Le intercettazioni del boss e i misteri delle stragi del '93. Grasso: " Graviano dica la verità. Porto sempre con me l'accendino di Falcone"
Il presidente del Senato non si esprime sulle parole del capocosca, indicato dal pentito Spatuzza come esecutore delle stragi, ma richiama la lezione di Falcone. Il ricordo dell'amico magistrato sempre con lui.
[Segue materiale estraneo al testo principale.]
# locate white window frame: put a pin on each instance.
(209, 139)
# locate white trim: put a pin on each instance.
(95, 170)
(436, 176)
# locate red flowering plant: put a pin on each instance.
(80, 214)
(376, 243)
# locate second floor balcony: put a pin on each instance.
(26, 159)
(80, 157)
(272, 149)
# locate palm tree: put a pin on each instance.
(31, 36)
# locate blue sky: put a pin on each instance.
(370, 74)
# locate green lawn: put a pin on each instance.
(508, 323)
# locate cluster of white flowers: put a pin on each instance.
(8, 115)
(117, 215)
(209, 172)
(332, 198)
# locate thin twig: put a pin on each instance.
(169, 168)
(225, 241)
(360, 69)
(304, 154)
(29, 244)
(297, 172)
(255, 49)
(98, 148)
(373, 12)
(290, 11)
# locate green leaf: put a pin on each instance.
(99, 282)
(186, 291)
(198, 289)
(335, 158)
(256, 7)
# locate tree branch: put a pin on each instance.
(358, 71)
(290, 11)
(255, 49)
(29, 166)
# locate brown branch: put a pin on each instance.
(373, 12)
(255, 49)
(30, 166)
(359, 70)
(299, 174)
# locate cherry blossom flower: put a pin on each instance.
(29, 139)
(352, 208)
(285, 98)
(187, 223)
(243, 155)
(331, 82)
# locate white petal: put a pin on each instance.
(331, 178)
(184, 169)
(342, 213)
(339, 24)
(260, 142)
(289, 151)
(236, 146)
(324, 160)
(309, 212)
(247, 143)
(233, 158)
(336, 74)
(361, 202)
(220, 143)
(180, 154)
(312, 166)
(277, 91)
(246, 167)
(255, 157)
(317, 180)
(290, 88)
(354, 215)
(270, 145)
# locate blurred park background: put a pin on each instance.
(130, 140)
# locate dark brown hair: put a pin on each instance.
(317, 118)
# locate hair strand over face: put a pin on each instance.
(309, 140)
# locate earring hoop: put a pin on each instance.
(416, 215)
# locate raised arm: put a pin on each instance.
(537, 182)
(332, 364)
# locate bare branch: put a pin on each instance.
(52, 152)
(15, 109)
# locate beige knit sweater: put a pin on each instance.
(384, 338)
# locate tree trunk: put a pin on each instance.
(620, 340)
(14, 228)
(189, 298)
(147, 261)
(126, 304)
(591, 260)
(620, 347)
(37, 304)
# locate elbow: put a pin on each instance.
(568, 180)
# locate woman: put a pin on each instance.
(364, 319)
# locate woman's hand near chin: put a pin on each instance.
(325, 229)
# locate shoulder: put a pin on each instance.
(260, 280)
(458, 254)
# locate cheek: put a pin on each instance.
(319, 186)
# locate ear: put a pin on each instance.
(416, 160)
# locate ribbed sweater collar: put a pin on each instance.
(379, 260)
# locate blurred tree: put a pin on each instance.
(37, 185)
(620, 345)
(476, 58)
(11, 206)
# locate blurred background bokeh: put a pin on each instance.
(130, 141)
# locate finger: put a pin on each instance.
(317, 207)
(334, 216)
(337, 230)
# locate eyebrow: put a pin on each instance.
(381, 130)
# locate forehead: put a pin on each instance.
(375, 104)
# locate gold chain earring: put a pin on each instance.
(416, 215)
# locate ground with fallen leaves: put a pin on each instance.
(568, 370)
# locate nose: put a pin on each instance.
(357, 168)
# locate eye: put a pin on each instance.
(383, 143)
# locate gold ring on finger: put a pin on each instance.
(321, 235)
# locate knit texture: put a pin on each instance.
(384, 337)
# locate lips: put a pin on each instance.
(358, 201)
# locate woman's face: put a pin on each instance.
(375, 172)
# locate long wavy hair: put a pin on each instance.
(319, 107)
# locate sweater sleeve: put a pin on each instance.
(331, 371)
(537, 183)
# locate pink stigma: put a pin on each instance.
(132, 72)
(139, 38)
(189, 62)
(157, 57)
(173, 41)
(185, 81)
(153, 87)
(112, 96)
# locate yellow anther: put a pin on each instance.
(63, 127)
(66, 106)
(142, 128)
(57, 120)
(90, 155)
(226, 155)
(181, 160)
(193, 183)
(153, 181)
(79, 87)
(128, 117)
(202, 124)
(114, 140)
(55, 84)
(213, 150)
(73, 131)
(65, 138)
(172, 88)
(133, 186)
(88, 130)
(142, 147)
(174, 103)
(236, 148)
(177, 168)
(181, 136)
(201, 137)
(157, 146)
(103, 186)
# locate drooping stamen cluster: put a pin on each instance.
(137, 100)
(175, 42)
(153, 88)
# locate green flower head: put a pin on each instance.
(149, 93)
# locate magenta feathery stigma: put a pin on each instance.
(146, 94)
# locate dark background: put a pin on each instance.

"Ho posto nella mia vita un obbiettivo, quello della ricerca della verità. L'ho fatto per 43 anni, sia da pubblico ministero sia da giudice, con fermezza e con rigore e penso che questa ricerca della verità non si possa mai fermare." In una conferenza stampa organizzata al margine della presentazione del suo ultimo libro a Cagliari, il presidente del Senato Pietro Grasso risponde così all'invito della testata Tiscali News a commentare le ultime intercettazioni in carcere del boss Graviano, in cui il capocosca di Brancaccio allude ad una "cortesia" resa a Silvio Berlusconi negli anni turbolenti delle stragi di mafia, dopo Tangentopoli: "Nel 92 già voleva scendere..mi ha detto: ci vorrebbe una bella cosa". Parole pesanti con cui il boss sembra voler attribuire al leader di Forza Italia un qualche ruolo negli attentati portati a segno nel 1993 a Firenze, Roma e Milano e di cui lo stesso Graviano è stato uno degli organizzatori materiali.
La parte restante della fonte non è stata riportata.